Apparently a large number of individual investors believe in the future of a drug to treat female sexual dysfunction.

Sprout Pharmaceuticals has positioned its drug as the first female equivalent to Viagra. And the privately held firm has turned to scores of investors for financial help in driving the drug toward FDA approval.

In an SEC filing, Sprout disclosed that it has raised $4.3 million from 69 individual investors.

And they are not just from North Carolina. Sprout is soliciting backers across 17 states, according to the filing.

Sprout hopes to raise $15 million in a funding drive that launched on June 30. The latest SEC filing reports progress as of July 11. Sprout raised $10 million in 2013.

The latest funding is described as equity, not debt, and the company says the money will be spent for “working capital,” some of which may go to pay corporate salaries.

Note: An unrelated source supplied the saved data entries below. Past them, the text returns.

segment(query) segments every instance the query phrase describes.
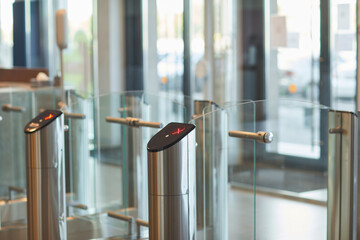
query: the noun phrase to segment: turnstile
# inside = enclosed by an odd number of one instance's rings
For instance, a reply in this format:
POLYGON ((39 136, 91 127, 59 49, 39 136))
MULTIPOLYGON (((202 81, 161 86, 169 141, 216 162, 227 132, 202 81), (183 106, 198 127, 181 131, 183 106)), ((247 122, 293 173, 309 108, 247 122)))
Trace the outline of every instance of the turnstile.
POLYGON ((148 143, 150 239, 195 239, 195 128, 169 123, 148 143))
POLYGON ((356 114, 329 111, 327 239, 359 239, 358 120, 356 114))
POLYGON ((64 117, 46 110, 25 126, 28 239, 66 239, 64 117))

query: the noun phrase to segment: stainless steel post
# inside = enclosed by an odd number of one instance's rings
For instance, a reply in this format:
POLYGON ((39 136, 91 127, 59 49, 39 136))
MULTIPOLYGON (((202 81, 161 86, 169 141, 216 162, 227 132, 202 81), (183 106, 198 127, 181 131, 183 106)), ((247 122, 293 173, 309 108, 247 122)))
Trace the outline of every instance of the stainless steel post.
POLYGON ((351 112, 329 111, 327 239, 357 239, 358 122, 351 112))
MULTIPOLYGON (((360 5, 360 4, 359 4, 360 5)), ((358 83, 357 83, 358 84, 358 83)), ((360 86, 359 86, 360 87, 360 86)), ((358 98, 360 98, 360 95, 358 95, 358 98)), ((360 107, 360 105, 358 105, 358 108, 360 107)), ((357 116, 360 116, 360 111, 357 112, 357 116)), ((360 176, 360 164, 359 164, 359 156, 360 156, 360 147, 359 147, 359 139, 360 139, 360 128, 359 128, 359 124, 360 124, 360 118, 358 117, 358 134, 357 134, 357 140, 358 140, 358 145, 356 147, 357 149, 357 157, 358 157, 358 166, 357 166, 357 176, 360 176)), ((357 185, 357 207, 360 208, 360 184, 357 185)), ((360 236, 360 212, 357 211, 357 236, 360 236)))
POLYGON ((150 239, 196 239, 195 128, 170 123, 148 143, 150 239))
POLYGON ((46 110, 24 131, 28 239, 66 239, 64 115, 46 110))
MULTIPOLYGON (((129 111, 121 112, 122 117, 137 117, 142 116, 144 103, 141 98, 137 96, 125 96, 122 99, 124 106, 131 107, 129 111)), ((144 205, 145 198, 141 196, 141 186, 139 182, 138 171, 140 171, 141 165, 137 164, 137 159, 141 159, 141 152, 139 151, 139 142, 142 139, 142 131, 138 131, 133 128, 123 128, 122 134, 124 134, 124 139, 126 142, 123 142, 125 147, 123 151, 126 151, 124 157, 124 172, 122 174, 123 183, 126 183, 126 187, 123 187, 123 203, 127 208, 137 208, 137 216, 144 217, 144 214, 141 213, 141 210, 138 209, 140 206, 144 205)), ((145 149, 145 148, 143 148, 145 149)), ((123 152, 124 154, 124 152, 123 152)), ((143 154, 146 154, 143 152, 143 154)), ((143 155, 145 156, 145 155, 143 155)), ((147 209, 146 209, 147 210, 147 209)), ((145 211, 146 212, 146 211, 145 211)))

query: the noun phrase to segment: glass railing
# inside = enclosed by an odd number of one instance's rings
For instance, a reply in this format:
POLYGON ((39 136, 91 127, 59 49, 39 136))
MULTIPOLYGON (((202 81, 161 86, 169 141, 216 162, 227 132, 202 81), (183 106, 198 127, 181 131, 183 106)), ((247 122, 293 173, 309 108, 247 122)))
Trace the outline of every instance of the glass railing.
MULTIPOLYGON (((1 137, 4 138, 0 169, 6 169, 0 175, 1 233, 7 234, 6 229, 11 228, 18 229, 21 235, 26 226, 23 128, 44 109, 60 108, 67 126, 65 166, 69 236, 85 231, 81 226, 89 228, 87 234, 92 238, 128 236, 128 223, 109 218, 107 212, 148 220, 146 145, 159 127, 188 119, 189 113, 183 104, 187 99, 144 92, 94 98, 69 90, 64 104, 60 102, 59 93, 56 88, 14 88, 0 94, 1 104, 10 107, 10 110, 0 111, 1 137), (9 199, 9 192, 15 200, 21 200, 21 204, 9 199)), ((146 228, 143 229, 146 234, 146 228)))
MULTIPOLYGON (((92 226, 97 229, 95 235, 88 233, 93 238, 124 237, 132 234, 126 217, 148 221, 147 142, 161 126, 186 121, 181 101, 184 97, 137 91, 94 98, 68 93, 62 110, 69 127, 69 226, 92 226)), ((147 235, 147 228, 141 231, 147 235)))
MULTIPOLYGON (((61 104, 61 103, 60 103, 61 104)), ((65 131, 67 216, 95 212, 94 101, 86 93, 66 91, 62 105, 65 131)))
MULTIPOLYGON (((57 97, 46 96, 29 91, 0 94, 1 105, 10 102, 25 109, 0 111, 0 128, 11 134, 1 135, 4 141, 10 139, 5 147, 11 149, 0 151, 1 164, 10 164, 0 175, 4 199, 9 186, 26 187, 25 156, 16 155, 25 153, 20 149, 25 144, 14 146, 13 141, 24 141, 23 126, 36 112, 47 104, 57 107, 57 97), (6 157, 9 160, 3 160, 6 157), (24 163, 23 169, 17 169, 16 161, 24 163)), ((75 236, 83 226, 82 234, 92 238, 134 236, 129 219, 148 221, 147 143, 162 126, 193 117, 197 239, 325 239, 328 132, 338 127, 329 121, 329 109, 279 99, 204 105, 193 115, 189 102, 182 96, 144 92, 95 98, 67 92, 62 110, 68 126, 68 234, 75 236)), ((3 218, 5 208, 0 208, 3 218)), ((26 206, 23 210, 26 218, 26 206)), ((146 237, 147 228, 141 229, 146 237)))
POLYGON ((98 98, 97 208, 147 219, 146 145, 161 126, 184 122, 182 104, 166 96, 127 92, 98 98))
POLYGON ((211 104, 190 121, 196 126, 197 239, 228 239, 228 119, 211 104))
POLYGON ((25 89, 0 93, 0 196, 8 197, 10 187, 25 189, 25 138, 23 127, 31 118, 31 96, 25 89), (24 176, 24 177, 19 177, 24 176))
MULTIPOLYGON (((26 188, 24 126, 41 109, 54 108, 53 88, 0 88, 1 149, 0 196, 9 196, 9 186, 26 188)), ((16 190, 15 190, 16 192, 16 190)))
MULTIPOLYGON (((256 193, 254 211, 247 213, 254 222, 254 239, 325 239, 328 108, 280 99, 226 110, 229 131, 273 134, 268 143, 234 137, 228 142, 229 180, 241 190, 231 194, 256 193)), ((236 226, 230 229, 248 234, 236 226)))
POLYGON ((26 222, 24 126, 41 109, 53 109, 56 89, 0 88, 0 226, 26 222))
POLYGON ((328 111, 247 101, 205 108, 192 120, 201 152, 198 238, 326 239, 328 111))

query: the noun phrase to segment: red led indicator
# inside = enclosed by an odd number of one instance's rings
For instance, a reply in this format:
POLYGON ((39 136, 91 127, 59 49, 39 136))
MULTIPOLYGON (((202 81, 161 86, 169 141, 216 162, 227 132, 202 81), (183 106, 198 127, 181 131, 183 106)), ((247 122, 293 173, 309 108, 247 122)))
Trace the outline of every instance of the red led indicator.
POLYGON ((49 114, 49 116, 45 117, 44 119, 45 120, 49 120, 49 119, 52 119, 54 117, 54 115, 52 115, 51 113, 49 114))
POLYGON ((176 134, 179 134, 179 133, 181 133, 182 131, 184 131, 185 130, 185 128, 178 128, 175 132, 172 132, 171 134, 172 135, 176 135, 176 134))

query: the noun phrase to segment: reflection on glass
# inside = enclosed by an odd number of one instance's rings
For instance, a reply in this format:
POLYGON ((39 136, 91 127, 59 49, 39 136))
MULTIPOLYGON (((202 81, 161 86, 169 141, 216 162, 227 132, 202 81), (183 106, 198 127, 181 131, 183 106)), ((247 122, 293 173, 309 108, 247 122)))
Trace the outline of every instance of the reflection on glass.
POLYGON ((95 168, 90 155, 94 142, 93 99, 66 91, 64 111, 67 215, 82 216, 95 209, 95 168))
POLYGON ((267 98, 318 101, 320 5, 318 0, 269 1, 267 98))
POLYGON ((13 2, 0 1, 0 68, 13 66, 13 2))
POLYGON ((181 92, 184 74, 183 0, 156 1, 160 89, 181 92))
MULTIPOLYGON (((240 189, 230 192, 229 204, 234 195, 245 208, 252 207, 254 213, 247 211, 246 216, 253 217, 254 239, 325 239, 328 108, 289 99, 276 104, 271 111, 272 101, 225 108, 229 130, 274 134, 268 144, 229 138, 229 178, 240 189), (282 109, 286 113, 278 114, 282 109), (278 113, 272 114, 275 110, 278 113), (296 112, 305 115, 299 118, 296 112), (246 201, 251 194, 256 196, 253 203, 246 201)), ((229 215, 231 234, 231 217, 244 216, 229 215)))
POLYGON ((135 121, 184 122, 182 104, 167 96, 143 92, 100 96, 95 112, 97 212, 115 210, 148 220, 147 142, 159 130, 109 122, 106 117, 135 121))
POLYGON ((64 82, 77 90, 92 92, 93 3, 89 0, 67 1, 66 9, 69 44, 64 50, 64 82))
POLYGON ((270 119, 273 119, 266 120, 265 125, 277 136, 267 146, 269 151, 319 160, 321 106, 281 99, 276 109, 270 109, 268 104, 263 107, 270 119), (296 134, 299 136, 294 138, 296 134))
POLYGON ((210 104, 190 123, 196 126, 197 239, 228 239, 226 112, 210 104))
POLYGON ((330 3, 332 106, 355 111, 356 1, 330 3))

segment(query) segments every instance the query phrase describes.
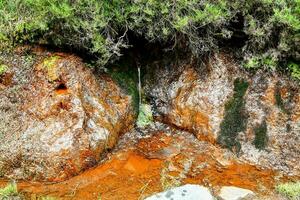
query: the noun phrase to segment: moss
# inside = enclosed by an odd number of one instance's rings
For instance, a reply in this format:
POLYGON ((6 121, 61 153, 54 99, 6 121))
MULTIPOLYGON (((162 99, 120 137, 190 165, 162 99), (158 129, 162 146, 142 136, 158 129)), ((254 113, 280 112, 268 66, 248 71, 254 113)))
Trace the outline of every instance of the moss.
POLYGON ((132 97, 132 104, 137 115, 139 110, 139 92, 137 88, 138 74, 135 64, 123 58, 108 69, 111 77, 132 97))
POLYGON ((238 133, 244 131, 247 125, 244 95, 248 86, 249 84, 243 79, 234 81, 234 94, 225 105, 225 117, 220 125, 218 143, 236 152, 241 148, 237 140, 238 133))
POLYGON ((277 192, 289 199, 298 199, 300 197, 300 182, 284 183, 276 186, 277 192))
POLYGON ((267 123, 264 120, 262 124, 254 129, 255 139, 253 141, 254 146, 257 149, 265 149, 267 142, 268 142, 268 135, 267 135, 267 123))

Sprout is working with the FDA in an attempt to win approval for the drug known as flibanserin.

Earlier this year, Sprout received a letter from the FDA that spelled out the next steps Sprout must take to win approval,  and the company said it sees a path to winning that OK.

“We are encouraged by the FDA’s response and view it as a significant step toward the approval of flibanserin,” said Cindy Whitehead, president and chief operating officer of Sprout, in a statement.

“With data in over 11,000 patients to date, we are confident that further supporting the predictable risk/benefit profile of flibanserin will result in women having the first ever treatment for the most common form of female sexual dysfunction,” she added.

“We are committed to working closely with the Agency to finally provide premenopausal women affected by HSDD with a medical treatment option.”

HSDD stands for Hypoactive Sexual Desire Disorder.

If flibanserin gets the FDA’s OK, Sprout’s drug would become the first “female Viagra” drug approved for the market. Other companies that have tried to develop such products have either failed to win approval or have even failed to advance beyond clinical trials.

Boehringer Ingelheim, the German company that originally developed the compound, submitted a flibanserin drug application to the FDA in 2010. The agency declined to approve the drug, raising questions about its efficacy and safety. Sprout licensed the compound from Boehringer Ingelheim in 2011. The “female Viagra” name is an unofficial one associated with the the drug the first time it was going through the development and review process but it has no association with Pfizer’s Viagra, nor it work by the same mechanism of action.

Flibanserin was developed to treat hypoactive sexual desire disorder in pre-menopausal women. HSDD is a condition characterized by diminished sexual desire. Sprout recently published positive phase III clinical trial results in the Journal of Sexual Medicine showing that flibanserin performed better than a placebo. The most frequently reported adverse events were drowsiness, dizziness and nausea.

The daily pill is designed to increase libido in women by acting on brain chemicals linked to mood and appetite.

Editor’s note: Capitol Broadcasting is an investor in Sprout Pharmaceuticals.